So you want to be a Redshirt but such fancy flying doesn’t sound like your cup of tea? That’s fine!  While your captain’s unlocked abilities work best on their own type of vessel, I’ve seen plenty of Redshirts in SVs, Blueshirts in Cruisers, and Yellowshirts doing insane damage in an Escort.  It takes a bit of work to pull off, but any captain can effectively fly any ship.

Because the game is set after the events of Star Trek: Voyager, the color schemes don’t match up perfectly for fans of The Original Series, but they still follow the same trends.  For fans of older eras, uniform options are available all the way back to The Original Series for a small price in the cash shop.

And while we’re on customization, WOW!  You really get to customize not only your crew and captain for a unique appearance, but you get to trick out your ship as well. Different types of ship weapons appear in different colors, and each has a specific effect.  Plasma, for instance, is a blue/green and has a chance to apply a small Damage over Time (DoT) debuff.  Shields and engines can alter the color of your hull or warp trails.  Your ship can be an absolute rainbow if you really want it to be…though that’ll cut down considerably on your DPS.

As for Season 8, the new content is awesome.  Captains sitting at max level have the opportunity to enter The Solonae Dyson Sphere and battle the Voth.  It feels a lot like open-world raiding but without the boss.  For the Space side of things, all three factions will be working together to stop the Voth from obtaining the potentially devastating Omega Particles.  On the ground, you’ll be battling through waves in a point-capture scenario, trying to push back the Voth and take the Omega Particle Silos for the Omega Task Force. It’s a lot of new daily and repeatable content to tinker with, but unfortunately the “Episodes” in this new season feel very lackluster.  It feels more like an introduction to the new area rather than the meat and potatoes.  Luckily the repeatable content is enjoyable and seems to advance the story.

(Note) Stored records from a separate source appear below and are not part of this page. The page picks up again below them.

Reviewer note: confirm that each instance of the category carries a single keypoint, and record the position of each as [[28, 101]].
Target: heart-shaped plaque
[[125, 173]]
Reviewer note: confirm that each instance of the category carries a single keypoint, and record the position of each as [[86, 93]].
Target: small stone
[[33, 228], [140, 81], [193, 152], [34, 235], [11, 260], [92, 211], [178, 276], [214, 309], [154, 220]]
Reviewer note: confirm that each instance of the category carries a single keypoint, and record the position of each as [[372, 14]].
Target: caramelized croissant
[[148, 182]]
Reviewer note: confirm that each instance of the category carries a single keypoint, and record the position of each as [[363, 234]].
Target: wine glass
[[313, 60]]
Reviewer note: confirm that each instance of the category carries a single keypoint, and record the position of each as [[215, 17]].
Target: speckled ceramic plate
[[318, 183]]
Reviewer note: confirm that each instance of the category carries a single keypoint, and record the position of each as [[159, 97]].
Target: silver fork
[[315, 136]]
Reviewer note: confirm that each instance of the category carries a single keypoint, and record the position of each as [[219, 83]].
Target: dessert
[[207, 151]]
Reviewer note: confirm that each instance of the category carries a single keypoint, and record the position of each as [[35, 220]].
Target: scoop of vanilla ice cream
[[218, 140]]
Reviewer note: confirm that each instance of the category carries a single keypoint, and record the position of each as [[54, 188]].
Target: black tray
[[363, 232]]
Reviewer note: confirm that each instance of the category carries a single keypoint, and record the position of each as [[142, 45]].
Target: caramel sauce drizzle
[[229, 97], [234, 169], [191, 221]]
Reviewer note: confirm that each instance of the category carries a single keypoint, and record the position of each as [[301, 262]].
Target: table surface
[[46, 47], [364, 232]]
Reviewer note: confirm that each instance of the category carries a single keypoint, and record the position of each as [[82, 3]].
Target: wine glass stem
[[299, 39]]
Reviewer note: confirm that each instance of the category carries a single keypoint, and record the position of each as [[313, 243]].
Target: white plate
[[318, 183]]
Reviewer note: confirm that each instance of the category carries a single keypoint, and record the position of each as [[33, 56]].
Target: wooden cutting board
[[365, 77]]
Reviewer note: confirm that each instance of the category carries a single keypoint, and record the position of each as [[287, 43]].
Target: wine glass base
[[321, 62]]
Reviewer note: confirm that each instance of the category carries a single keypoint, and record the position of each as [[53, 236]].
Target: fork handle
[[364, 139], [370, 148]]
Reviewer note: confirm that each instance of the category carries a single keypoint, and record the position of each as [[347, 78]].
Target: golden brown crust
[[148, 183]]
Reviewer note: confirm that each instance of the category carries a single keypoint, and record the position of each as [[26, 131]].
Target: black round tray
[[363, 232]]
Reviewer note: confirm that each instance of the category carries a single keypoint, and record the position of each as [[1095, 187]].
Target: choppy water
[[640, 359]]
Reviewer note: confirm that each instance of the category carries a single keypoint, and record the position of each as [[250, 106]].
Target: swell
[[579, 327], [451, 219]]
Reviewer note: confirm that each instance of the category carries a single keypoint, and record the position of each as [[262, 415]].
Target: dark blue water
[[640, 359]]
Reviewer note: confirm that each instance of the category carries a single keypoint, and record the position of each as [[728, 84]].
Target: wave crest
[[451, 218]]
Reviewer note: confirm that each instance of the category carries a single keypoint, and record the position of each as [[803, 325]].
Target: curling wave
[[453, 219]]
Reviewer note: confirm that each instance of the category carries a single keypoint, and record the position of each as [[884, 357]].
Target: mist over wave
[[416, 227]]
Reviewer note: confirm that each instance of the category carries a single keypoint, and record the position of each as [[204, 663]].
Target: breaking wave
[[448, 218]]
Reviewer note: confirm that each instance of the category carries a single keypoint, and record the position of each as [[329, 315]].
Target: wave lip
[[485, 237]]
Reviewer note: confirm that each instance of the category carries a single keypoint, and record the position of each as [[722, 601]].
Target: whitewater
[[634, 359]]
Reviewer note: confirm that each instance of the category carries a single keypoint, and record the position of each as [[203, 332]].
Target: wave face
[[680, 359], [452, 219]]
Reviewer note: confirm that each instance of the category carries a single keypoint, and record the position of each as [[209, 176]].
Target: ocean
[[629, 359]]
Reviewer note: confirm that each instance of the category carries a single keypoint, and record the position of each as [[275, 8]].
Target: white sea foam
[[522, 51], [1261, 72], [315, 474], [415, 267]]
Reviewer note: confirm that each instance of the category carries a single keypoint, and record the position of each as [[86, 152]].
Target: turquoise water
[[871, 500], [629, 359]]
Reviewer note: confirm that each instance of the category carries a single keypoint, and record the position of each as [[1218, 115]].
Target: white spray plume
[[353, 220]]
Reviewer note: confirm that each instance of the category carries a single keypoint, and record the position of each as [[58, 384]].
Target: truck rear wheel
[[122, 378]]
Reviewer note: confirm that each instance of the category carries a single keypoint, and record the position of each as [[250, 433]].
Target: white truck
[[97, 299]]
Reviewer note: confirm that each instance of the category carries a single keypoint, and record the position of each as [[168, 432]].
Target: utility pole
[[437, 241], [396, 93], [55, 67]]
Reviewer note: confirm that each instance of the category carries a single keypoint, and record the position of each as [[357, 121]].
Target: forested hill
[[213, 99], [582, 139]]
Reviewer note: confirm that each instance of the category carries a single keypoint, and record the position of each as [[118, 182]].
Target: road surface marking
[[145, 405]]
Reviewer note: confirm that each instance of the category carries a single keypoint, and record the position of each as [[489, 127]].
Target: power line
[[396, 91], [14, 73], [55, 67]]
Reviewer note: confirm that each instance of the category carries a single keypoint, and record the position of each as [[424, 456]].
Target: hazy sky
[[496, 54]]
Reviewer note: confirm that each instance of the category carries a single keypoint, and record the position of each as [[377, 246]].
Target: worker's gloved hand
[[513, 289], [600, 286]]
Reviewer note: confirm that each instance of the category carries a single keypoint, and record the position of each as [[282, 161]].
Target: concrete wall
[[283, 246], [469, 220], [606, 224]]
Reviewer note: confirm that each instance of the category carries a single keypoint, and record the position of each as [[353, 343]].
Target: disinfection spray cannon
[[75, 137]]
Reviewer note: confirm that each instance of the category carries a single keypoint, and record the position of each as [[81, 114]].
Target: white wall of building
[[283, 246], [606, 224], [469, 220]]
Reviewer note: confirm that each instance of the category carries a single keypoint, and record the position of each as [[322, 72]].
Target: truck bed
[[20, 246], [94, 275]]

A quick note about future columns: hopefully they won’t feel quite so clunky.  In theory, my future articles will focus on the game as it is now (usually as it was when I started playing it) and future follow-ups will focus on a more in-depth analysis of the update at large. Seeing as this was the first time out, I had to talk about STO in all of its glory…but also wanted to focus on the new stuff before I forgot all of it!

On a personal note, thank you to everyone who has commented (and who continues to comment!) on these posts with ideas and feedback.  I’m reading it all and will try to play each and every game you submit, within the limits of my laptop.  I can’t wait to share my thoughts with you all!